I have an elementary doubt, Sorry for disturbing you all. I have a statement of this sort. $r^2-1=p^a(f(p))=(r+1)(r-1). \tag{1}$ Where $r$ is an even number, and $p$ is an odd prime. $f(p)$ is a degree $n$ polynomial in $p$ with integer coefficients ( Courtesy : André Nicolas ) , $a \in \mathbb{Z}$ is a variable $>0$.
Now from the statement $(1)$ can we infer that $p^a \mid (r+1)(r-1)$ ?.
If so, $p$ being a prime, can't divide both of them (from Euclid's theorem ) . So $p^a$ divides either $(r+1)$ or $(r-1)$.
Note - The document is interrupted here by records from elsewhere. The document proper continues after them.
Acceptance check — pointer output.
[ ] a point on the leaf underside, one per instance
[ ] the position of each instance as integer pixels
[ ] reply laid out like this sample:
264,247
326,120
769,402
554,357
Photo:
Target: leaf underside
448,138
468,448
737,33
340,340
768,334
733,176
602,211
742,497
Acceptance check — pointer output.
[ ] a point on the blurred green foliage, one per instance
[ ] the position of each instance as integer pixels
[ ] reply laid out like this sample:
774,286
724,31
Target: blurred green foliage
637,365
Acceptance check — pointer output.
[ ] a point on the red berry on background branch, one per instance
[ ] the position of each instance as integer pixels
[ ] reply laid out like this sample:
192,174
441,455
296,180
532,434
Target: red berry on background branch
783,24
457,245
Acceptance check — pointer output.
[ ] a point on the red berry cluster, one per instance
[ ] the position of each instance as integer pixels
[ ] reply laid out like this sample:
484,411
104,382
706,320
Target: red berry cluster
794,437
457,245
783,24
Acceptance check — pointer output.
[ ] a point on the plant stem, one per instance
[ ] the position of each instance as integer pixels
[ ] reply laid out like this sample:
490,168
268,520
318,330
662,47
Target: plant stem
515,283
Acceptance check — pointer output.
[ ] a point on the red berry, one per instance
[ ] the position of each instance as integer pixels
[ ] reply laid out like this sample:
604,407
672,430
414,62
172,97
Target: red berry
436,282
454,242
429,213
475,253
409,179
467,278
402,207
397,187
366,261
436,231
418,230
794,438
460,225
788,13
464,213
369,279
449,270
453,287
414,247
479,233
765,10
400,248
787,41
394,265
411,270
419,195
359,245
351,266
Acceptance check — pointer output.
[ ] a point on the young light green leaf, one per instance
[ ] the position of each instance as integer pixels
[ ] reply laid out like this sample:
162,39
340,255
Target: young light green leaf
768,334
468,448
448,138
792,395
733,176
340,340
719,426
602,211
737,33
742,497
So then can we conclude that $r=kp^a \pm 1 $ for some $k>0 $?.
I told the same thing with some professor, and he is saying that it is false, and we can't write $[\ r^2-1=p^a(f(p))=(r+1)(r-1) \ ]\implies r=kp^a \pm 1.$ He gave me a counter example , which is $8\cdot6=48=2^4\cdot3$. He is now saying that my statement is like saying either $8 \text{ or } 6 $ divides $3$ which is utterly false.
So my learned elders in this community, please judge who is correct , me or the professor ?.
In any of the case, please do provide some good explanation.
Thank you.